When does it make sense?
One of the biggest challenges to the adoption of the old SemWeb has been the lack of clear commercial benefits. To many corporate CIOs and CTOs, any potential benefit was overshadowed by the TCO (total cost of ownership, including migration overhead and ongoing maintenance). No doubt the technology and concepts proposed for the old SemWeb are exhilarating. But rather than falling in love with the technology, the key to adoption has been the existence and realization of a clear business case. That’s exactly what’s been happening for the successful implementations of the new SemWeb. For example, Google sees tremendous ROI in implementing its Knowledge Graph, because it greatly improves ad revenue. Webmasters and Google’s advertisers, in turn, are eager to organize and tag their content per Schema.org for the purpose of SEO/SEM.
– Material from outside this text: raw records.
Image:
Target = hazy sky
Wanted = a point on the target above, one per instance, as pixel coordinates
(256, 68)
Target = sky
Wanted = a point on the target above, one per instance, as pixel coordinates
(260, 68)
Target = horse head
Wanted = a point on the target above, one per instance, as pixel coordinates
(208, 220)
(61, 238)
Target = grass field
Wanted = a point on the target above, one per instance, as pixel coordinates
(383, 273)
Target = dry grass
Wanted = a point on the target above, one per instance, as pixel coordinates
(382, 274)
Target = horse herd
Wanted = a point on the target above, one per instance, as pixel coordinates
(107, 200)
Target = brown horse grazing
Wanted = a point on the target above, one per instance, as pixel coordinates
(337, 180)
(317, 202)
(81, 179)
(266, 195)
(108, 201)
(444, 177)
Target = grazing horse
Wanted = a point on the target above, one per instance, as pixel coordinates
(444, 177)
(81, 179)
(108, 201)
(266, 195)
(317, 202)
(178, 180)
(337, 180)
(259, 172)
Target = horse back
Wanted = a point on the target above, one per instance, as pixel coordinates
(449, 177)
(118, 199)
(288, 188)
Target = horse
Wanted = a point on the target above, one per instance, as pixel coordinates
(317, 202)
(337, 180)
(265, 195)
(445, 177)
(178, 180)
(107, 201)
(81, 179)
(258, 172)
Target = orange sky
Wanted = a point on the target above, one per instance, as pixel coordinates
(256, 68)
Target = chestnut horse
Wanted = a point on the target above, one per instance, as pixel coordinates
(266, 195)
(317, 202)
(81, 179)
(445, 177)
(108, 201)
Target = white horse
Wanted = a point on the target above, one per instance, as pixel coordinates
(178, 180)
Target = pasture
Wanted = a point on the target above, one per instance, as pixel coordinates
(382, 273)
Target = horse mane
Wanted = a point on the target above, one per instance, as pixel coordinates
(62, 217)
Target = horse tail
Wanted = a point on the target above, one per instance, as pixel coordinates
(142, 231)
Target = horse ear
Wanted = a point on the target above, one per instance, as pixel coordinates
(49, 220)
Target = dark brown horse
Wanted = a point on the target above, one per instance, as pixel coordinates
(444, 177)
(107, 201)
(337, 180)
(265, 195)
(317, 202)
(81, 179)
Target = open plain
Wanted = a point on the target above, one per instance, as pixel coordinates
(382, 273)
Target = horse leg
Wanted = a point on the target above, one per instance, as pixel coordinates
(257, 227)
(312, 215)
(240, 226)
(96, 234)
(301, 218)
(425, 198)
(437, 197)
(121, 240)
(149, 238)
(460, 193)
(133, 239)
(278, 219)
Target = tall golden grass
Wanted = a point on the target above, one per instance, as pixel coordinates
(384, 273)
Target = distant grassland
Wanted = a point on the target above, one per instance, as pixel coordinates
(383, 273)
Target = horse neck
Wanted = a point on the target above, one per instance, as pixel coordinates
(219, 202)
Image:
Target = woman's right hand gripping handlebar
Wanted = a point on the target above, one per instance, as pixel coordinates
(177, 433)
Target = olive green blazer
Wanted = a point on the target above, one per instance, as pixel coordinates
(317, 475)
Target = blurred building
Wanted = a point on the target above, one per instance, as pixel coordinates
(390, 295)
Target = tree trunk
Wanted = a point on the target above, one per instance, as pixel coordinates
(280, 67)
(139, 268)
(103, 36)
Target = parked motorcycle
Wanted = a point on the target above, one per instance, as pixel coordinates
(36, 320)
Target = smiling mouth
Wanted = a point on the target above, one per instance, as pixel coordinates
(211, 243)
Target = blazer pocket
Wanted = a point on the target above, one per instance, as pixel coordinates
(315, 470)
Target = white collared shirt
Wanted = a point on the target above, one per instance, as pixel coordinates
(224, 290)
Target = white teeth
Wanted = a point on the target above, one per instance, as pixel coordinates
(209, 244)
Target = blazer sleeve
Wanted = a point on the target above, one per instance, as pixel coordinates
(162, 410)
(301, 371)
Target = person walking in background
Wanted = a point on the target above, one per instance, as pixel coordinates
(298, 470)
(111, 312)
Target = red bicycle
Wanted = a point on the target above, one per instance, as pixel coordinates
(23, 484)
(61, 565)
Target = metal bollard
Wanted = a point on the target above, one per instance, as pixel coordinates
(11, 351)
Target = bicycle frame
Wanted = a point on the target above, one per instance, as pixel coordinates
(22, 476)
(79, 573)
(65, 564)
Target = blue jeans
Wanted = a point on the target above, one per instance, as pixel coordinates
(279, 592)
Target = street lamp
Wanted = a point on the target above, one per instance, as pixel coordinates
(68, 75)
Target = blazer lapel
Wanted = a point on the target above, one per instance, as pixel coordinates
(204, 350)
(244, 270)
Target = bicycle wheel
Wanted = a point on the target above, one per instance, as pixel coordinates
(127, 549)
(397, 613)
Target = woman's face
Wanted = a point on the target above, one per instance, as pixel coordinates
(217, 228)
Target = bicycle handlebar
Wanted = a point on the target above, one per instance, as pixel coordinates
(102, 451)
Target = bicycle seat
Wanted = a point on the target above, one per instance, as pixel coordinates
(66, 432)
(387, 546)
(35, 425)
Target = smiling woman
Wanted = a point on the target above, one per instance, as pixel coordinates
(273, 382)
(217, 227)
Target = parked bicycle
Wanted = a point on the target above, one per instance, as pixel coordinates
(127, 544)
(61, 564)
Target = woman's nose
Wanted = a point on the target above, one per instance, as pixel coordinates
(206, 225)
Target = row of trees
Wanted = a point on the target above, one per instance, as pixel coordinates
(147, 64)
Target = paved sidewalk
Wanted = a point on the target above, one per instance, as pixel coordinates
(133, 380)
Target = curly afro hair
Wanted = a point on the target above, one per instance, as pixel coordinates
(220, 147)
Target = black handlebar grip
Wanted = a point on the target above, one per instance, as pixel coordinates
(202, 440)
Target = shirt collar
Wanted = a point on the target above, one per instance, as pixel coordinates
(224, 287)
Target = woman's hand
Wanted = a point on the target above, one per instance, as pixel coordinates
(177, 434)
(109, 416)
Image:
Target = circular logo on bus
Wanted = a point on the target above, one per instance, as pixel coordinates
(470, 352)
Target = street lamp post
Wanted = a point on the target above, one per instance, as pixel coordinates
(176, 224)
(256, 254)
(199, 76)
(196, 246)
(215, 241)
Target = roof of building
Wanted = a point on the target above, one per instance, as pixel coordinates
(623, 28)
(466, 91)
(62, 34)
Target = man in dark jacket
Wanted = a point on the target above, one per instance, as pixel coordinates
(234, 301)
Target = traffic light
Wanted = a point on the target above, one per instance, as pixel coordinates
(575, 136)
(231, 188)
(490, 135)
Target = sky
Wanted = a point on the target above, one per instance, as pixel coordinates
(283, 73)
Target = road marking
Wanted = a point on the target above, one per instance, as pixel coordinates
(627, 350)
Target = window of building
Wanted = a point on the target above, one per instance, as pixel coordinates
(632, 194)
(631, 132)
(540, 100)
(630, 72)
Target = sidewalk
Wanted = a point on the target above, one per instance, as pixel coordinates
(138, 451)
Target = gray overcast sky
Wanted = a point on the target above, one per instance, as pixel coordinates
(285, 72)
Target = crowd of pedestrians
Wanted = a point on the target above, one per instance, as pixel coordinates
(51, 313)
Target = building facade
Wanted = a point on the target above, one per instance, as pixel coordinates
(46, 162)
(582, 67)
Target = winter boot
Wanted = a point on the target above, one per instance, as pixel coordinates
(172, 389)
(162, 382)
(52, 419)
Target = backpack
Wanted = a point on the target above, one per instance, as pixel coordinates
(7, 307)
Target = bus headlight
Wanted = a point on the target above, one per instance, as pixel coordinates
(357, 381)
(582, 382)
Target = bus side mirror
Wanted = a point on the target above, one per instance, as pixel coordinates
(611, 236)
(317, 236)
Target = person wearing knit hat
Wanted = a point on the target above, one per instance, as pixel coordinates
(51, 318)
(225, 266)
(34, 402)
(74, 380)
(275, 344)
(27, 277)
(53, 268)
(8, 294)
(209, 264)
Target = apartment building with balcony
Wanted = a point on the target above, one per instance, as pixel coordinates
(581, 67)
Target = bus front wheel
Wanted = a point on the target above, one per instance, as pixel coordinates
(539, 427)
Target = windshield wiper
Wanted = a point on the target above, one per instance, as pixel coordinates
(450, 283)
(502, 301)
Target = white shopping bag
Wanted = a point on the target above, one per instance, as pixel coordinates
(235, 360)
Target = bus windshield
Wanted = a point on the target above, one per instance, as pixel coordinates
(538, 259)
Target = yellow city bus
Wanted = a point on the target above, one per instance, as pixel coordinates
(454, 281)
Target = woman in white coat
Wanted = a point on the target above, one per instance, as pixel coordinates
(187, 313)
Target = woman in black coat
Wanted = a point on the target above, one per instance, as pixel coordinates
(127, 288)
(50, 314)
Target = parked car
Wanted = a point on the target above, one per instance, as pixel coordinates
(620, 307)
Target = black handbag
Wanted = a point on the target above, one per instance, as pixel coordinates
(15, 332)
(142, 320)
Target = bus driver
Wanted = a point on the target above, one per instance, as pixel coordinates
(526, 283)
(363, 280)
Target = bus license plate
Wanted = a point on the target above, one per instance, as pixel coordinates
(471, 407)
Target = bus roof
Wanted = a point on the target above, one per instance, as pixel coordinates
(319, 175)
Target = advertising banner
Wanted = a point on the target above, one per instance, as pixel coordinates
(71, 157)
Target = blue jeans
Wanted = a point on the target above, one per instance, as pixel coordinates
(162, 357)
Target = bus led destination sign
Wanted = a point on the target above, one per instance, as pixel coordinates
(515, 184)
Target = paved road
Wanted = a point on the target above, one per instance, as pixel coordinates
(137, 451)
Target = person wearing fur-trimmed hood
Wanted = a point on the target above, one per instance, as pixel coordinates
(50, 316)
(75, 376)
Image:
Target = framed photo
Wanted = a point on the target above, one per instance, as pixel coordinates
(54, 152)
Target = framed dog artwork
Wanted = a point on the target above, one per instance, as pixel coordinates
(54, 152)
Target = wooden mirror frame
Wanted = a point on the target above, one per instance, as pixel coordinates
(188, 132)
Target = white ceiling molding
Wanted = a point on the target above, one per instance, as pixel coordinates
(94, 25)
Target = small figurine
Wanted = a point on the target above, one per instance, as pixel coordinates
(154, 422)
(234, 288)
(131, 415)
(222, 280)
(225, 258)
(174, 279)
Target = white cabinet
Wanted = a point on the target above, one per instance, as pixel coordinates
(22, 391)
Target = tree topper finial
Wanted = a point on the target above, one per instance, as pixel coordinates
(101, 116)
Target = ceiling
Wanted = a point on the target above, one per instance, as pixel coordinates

Sure, that’s fine for deep-pocketed visionaries like Google. But how about for the risk averse? How would they know when there’s likely a sufficient ROI to adopting SemWeb technologies? CEOs and CTOs looking to incorporate such technologies into their product lines might watch for a trend of increasing acquisitions or VC funding for SemWeb related services. CIOs looking to support their business operations might wait to hear about success stories from similar corporate implementations. Researchers and universities may ask whether there been any discoveries substantially aided by SemWeb initiatives.
Additionally, there may be some hope even for the aspects of the old SemWeb vision that haven’t gained adoption yet. The LOD2 Technology Stack is being funded by the European Commission within the Seventh Framework Programme. It is a set of standards and integrated semantic web tools being developed in conjunction with the EU Open Data Portal. It’s too early to see any obvious success stories. But it’s quite possible that such government support will lead to unexpected new developments from SemWeb efforts. After all, the US Department of Defense’s funding of ARPANET led to the development of the Internet.
There are many paths to adopting the new SemWeb. Go find yours.